Ritorna qui il gruppo degli amici: Carlo (Accorsi), Marco (Favino), i due fratelli Paolo (Santamaria) e Adriano (un Pasotti fuori ruolo), il primo dei quali ha preso la moglie dell’altro mentre l’altro era in carcere per droga, Alberto. Film delle coppie sfasciate, di uomini tormentati, in crisi di nervi, in crisi psicosomatica per stress, con la disperazione finale di Paolo che si uccide con la roulette russa. Siamo a Roma. L’amicizia non riceve grandi manifestazioni. Le donne qui sono in bilico, poco considerate. Film di maschi, soprattutto. Vorrebbe forse rappresentare la crisi della coppia d’oggi, ma è troppo negativo, troppo esagitato, troppo nevrotico. Alla fine due coppie si ricompongono ma in modo poco credibile, specie quella di Marco, per quanto lui spasimasse sempre per lei; ma il comportamento di lei è talmente strano, balzano. Muccino non ha trovato la giusta misura.

 

 

Quello che so sull'amore

2012, per ora l’ultimo film di Muccino, ancora americano. Il titolo italiano non dice nulla; l’originale, Playing for keeps, giocando sempre, è meglio poiché si tratta di un campione di calcio che in seguito ad un incidente, ma a 36 anni, ha lasciato; e che ora allena una squadra di calcio di bambini, quella del figlio, e gioca con loro.

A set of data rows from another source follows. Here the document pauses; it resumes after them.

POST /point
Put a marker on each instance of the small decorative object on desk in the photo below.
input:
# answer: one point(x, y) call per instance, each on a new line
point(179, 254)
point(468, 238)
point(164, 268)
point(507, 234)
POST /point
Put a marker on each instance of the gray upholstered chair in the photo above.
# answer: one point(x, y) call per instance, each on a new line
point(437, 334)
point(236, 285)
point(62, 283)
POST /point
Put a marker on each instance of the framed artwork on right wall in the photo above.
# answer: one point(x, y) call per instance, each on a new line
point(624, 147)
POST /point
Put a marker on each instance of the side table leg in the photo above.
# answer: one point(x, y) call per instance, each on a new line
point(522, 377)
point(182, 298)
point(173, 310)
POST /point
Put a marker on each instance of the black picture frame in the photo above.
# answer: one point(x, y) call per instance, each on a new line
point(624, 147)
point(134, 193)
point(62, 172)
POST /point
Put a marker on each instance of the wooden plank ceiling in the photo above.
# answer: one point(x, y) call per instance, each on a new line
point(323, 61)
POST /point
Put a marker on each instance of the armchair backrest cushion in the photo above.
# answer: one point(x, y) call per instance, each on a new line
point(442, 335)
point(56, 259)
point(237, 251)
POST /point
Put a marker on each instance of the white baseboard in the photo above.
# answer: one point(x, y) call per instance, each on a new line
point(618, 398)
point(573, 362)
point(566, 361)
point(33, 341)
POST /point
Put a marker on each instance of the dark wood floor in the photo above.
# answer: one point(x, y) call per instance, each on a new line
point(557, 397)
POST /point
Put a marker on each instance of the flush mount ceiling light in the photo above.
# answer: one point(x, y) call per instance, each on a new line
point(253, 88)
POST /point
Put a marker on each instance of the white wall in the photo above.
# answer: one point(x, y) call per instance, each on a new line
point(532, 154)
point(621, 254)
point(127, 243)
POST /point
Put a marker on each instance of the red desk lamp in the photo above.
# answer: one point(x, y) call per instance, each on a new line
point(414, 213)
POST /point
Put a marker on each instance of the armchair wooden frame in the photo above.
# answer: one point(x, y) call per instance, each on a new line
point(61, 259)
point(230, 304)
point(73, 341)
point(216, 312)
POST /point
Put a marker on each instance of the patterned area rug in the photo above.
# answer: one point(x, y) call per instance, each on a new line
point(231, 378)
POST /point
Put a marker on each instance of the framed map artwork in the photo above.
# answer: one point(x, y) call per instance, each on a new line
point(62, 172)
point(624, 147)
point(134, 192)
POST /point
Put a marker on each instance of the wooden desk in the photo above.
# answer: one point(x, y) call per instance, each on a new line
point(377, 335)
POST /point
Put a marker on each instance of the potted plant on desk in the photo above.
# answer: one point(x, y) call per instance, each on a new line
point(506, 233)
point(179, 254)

Il suo problema è l’amore del figlio, piccolo ancora, otto-dieci anni, il quale sta con la madre da lui separata; ed è più oltre l’amore di quella donna, recuperarlo, come di fatto avverrà. Non v’è altro: il piccolo, il campo da gioco, le squadre che s’incontrano, i genitori che assistono e tifano; tra questi le donne divorziate o sole che smaniano per il campione, gli gettano le braccia al collo o anche dormono con lui. Ma non v’è passione, non v’è amore, per lui che cerca quell’altra donna e infine la ritrova. Un film che non dice molto, hollywoodiano, con happy end, ma ripetitivo e monotono.